1908 tarihine geldiğinde artık fenerbahçe yönetiminde iyice çözülmeler başlamış, 1908 ihtilali (2. meşrutiyet) sonrası iyiden iyiye payitaht istanbul'da futbol branşının önündeki engeller kalkmış ve kulüpler de "cemiyetler kanuna" istinaden resmiyette var olma durumuna da erişmiştir.

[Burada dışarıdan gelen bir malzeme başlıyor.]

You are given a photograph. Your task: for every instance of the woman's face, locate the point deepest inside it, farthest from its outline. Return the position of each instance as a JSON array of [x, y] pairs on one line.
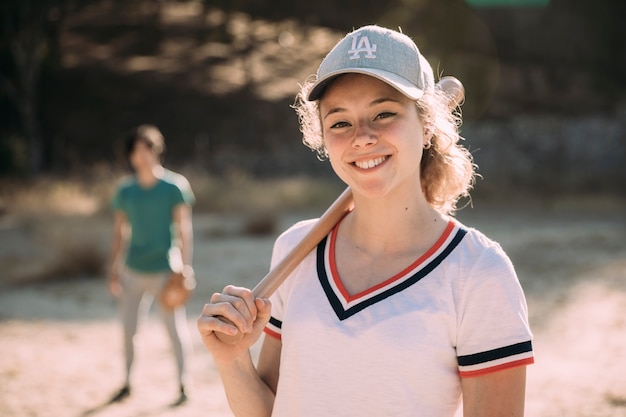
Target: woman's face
[[373, 135], [143, 157]]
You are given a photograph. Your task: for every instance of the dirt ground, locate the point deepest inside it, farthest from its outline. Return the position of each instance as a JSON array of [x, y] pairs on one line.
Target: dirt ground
[[61, 347]]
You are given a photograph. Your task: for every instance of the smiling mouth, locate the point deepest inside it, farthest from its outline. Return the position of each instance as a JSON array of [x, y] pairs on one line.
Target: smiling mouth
[[372, 163]]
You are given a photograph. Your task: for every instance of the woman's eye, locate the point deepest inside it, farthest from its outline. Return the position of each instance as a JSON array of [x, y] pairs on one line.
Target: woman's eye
[[339, 125], [384, 115]]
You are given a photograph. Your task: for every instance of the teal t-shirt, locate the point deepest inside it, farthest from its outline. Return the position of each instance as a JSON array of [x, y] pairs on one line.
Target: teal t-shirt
[[150, 213]]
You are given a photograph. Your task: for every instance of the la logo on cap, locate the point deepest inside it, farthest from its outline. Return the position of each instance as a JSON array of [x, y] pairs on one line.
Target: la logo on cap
[[362, 44]]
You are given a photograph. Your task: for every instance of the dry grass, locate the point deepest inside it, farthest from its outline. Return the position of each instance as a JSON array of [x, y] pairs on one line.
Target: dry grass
[[47, 197]]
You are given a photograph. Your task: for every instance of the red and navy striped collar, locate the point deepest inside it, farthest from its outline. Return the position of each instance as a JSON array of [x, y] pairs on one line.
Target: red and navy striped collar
[[346, 305]]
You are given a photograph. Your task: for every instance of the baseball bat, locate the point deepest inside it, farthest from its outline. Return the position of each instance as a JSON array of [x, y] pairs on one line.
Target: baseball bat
[[453, 88]]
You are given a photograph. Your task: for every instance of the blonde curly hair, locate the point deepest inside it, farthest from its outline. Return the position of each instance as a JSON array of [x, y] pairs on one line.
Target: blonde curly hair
[[447, 169]]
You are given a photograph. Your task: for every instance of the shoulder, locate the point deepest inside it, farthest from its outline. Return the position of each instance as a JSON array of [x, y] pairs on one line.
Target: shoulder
[[291, 237], [126, 184], [174, 179], [477, 243], [295, 233], [482, 258]]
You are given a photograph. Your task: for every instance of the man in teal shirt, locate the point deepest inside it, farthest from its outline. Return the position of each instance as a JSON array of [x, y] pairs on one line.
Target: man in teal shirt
[[152, 229]]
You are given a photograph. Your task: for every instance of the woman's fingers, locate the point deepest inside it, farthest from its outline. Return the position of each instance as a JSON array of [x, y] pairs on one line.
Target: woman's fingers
[[231, 311]]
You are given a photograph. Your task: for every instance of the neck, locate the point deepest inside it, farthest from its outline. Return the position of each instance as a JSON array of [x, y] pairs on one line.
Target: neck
[[393, 223], [149, 175]]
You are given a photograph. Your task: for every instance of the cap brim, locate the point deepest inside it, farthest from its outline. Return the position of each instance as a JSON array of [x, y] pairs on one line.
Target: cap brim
[[397, 82]]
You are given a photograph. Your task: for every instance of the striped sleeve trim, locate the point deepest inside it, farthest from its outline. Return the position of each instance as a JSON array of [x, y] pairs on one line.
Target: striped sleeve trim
[[273, 328], [495, 360]]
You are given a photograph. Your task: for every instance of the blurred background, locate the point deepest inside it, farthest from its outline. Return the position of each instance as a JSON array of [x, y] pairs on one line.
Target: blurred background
[[544, 117]]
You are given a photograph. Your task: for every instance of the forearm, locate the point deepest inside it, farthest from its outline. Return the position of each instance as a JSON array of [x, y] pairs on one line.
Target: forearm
[[186, 244], [247, 393], [117, 245]]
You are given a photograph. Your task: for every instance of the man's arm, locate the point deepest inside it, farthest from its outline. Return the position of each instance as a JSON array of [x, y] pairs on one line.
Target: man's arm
[[120, 231], [184, 229], [499, 394]]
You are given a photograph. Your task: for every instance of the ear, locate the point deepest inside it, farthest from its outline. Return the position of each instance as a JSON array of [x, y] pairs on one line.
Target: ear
[[429, 134]]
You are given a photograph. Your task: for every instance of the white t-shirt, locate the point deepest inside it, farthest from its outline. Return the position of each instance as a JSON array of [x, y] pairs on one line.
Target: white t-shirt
[[401, 347]]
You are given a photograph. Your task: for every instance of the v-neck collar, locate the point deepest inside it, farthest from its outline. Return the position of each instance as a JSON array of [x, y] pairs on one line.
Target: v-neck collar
[[346, 305]]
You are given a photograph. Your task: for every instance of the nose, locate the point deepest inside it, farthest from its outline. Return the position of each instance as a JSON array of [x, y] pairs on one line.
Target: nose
[[364, 136]]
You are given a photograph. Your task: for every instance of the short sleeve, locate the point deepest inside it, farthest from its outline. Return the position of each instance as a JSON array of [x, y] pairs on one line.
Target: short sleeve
[[117, 202], [493, 330], [282, 246], [183, 194]]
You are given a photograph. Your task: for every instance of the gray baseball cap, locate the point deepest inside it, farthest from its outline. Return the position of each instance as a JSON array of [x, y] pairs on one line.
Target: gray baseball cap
[[382, 53]]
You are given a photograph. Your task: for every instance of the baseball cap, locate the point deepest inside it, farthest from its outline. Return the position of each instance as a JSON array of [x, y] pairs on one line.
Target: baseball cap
[[382, 53]]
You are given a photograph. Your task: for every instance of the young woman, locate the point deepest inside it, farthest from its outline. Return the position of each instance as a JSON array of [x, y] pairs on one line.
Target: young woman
[[401, 310], [152, 215]]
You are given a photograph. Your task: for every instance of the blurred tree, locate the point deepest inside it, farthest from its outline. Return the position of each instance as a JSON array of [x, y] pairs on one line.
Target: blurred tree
[[29, 34]]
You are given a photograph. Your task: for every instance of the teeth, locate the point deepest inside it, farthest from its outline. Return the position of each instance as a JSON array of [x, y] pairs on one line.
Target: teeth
[[371, 163]]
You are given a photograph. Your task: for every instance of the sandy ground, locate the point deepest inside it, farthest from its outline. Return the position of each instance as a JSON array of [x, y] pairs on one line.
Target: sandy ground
[[60, 343]]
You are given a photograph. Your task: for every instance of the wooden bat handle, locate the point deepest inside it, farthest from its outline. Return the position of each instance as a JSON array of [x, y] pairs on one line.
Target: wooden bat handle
[[340, 207]]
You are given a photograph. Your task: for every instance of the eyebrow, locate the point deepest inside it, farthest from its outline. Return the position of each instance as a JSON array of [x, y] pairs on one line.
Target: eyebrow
[[371, 104]]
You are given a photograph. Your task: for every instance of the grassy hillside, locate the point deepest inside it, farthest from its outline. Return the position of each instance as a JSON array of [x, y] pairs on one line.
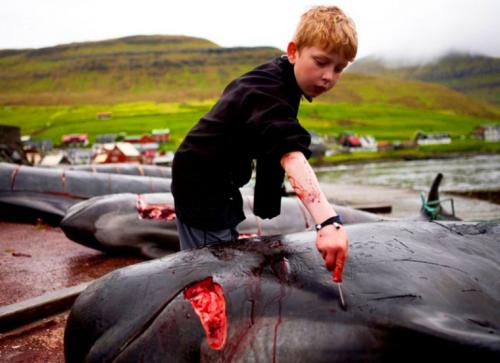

1908 tarihi, fenerbahçe'nin çözülme tarihidir de ayrıca. kulübün 1 numaralı kurucu üyesi ve ilk başkanı nurizade mehmed ziya (songülen) bey, 1908 ihtilali sonrasında kurucusu olduğu bu kulüpten 1909 yılı sonuna doğru istifa ederek; 2. abdülhamit'in doktoru operatör cemil topuzlu ile birlikte "hürriyet kahramanları" namına hanedan arazisi olan, bugünkü şükrü saracoğlu stadyumu'nun hemen bitişiğinde olan "papazın çayırı"nı, "union club" adı altında dönemin futbol federasyonu kurumu hüviyetiyle iş görecek olan bir organizasyonu kurma iştirakine girmişti.
ayrıca 2007 yılında (fenerbahçe'nin 100. yılı) yayımlanan "asr-ı fener" isimli fenerbahçe tarihini içeren eserde de kulübün 1 numaralı kurucu üyesi ve ilk başkanı nurizade mehmed ziya (songülen) bey'in hms bahram ile 1908 aralık ayında oynanan maçta fenerbahçe formasıyla olan bir fotoğrafını da içermektedir.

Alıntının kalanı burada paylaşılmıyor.